Post by Mocio-Man » 26 Jan 2020 01:01

Secondo me no. Parto da una concezione pessimistica dell'esistenza e ritengo che trovarsi in vita, in linea generale, sia una condizione svantaggiosa rispetto al non esistere (ciao Leopardi e Schopenhauer): può valerne la pena solo nel caso si faccia parte di una minoranza più fortunata del normale, per la quale quella condizione diventa vantaggiosa o almeno neutra.

In altre parole, non mi faccio problemi a dire che, se ragionassero in base ai miei parametri, la maggioranza delle persone farebbe bene a suicidarsi.

Tra questi miei parametri per appartenere alla minoranza che ha valide ragioni per non tirare fuori corda e sapone, c'è ovviamente un aspetto che sia qualcosa in più di un anonimo normaloide, diciamo ALMENO un carino solido se non proprio un figo vero. Sinceramente, a differenza di molti che la considerano una trollata esagerata, io tendo a prendere sul serio o quasi l'assioma di Cotopaxi: sotto il 7 non è vita. O al limite toh, diciamo 6,5. Un aspetto che ti permetta non semplicemente di raccattare qualcosa ingoiando compromessi (il destino del normaloide) ma di giocartela secondo le tue regole: per esempio poterti permettere di

- scartare senza remore le tipe che non ti piacciono
- evitare l'ipocrisia, esprimere apertamente i tuoi pensieri anche "impopolari", per esempio quelli rappresentati dai punti seguenti
- rifiutare di essere tu a pagare cene, aperitivi, vacanze ecc. perché la parità non è solo quando fa comodo alle femmine
- non metterti in LTR se non ti va ma magari decidere di campare per qualche mese/anno di sole ONS e trombamicizie, e senza inganno, cioè dichiarando onestamente le tue intenzioni con le tipe che approcci

senza che queste cose comportino il ridurti a seghe eterne.

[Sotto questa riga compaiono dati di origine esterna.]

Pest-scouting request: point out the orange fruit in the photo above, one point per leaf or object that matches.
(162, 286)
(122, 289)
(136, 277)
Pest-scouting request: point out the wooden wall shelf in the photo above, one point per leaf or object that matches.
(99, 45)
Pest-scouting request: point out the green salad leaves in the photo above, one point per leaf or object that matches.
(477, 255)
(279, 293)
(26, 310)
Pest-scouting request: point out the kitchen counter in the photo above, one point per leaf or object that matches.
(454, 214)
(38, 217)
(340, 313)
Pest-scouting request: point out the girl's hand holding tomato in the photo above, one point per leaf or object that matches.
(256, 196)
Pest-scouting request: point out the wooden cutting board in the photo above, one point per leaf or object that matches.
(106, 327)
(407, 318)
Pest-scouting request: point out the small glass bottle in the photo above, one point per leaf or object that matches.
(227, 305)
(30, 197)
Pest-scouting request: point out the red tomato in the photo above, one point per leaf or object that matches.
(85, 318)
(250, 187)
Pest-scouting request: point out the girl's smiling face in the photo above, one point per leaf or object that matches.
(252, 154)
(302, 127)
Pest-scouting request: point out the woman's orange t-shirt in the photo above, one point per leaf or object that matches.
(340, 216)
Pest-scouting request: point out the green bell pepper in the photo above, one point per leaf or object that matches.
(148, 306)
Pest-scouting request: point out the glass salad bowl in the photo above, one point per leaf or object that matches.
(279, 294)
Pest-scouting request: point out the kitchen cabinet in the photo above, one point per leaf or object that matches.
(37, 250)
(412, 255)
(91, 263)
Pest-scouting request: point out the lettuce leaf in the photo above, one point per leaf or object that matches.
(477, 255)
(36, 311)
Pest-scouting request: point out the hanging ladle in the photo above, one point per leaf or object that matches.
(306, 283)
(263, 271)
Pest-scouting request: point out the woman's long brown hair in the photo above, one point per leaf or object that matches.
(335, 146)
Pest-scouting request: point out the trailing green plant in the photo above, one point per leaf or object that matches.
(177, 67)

Ecco, per agire così con successo direi che essere un normaloide non è abbastanza.

Poi ovviamente questa è UNA delle imprescindibili condizioni che per me rendono una vita degna di non concludersi col suicidio; tra le altre, le principali direi che sono
- buona salute (una vita con invalidità o fastidi fisici forti e cronici non è vita)
- tranquillità economica, in questo sono meno "pretenzioso" che sul lato estetico-sessuale, sostanzialmente seguo la linea rossoneriana per cui conta stare tranquillo sulle spese necessarie + normali sfizi (fottesega delle tarassacate), il tutto con un lavoro non necessariamente prestigioso (fottesega delle strnz-ate) ma che sia poco impegnativo/stressante (senza dover lavorare sarebbe il top, ma diciamo che non sarebbe una condizione necessaria per non suicidarsi se sono presenti le altre condizioni)
- non dover subire troppi/gravi soprusi e ingiustizie
- pochi ma buoni amici


Quante persone godono contemporaneamente di tutte queste condizioni? Non saprei, ma sicuramente non è la media. Ergo per me occorre decisamente qualcosa in più di questa per valer la pena di non monossidarsi.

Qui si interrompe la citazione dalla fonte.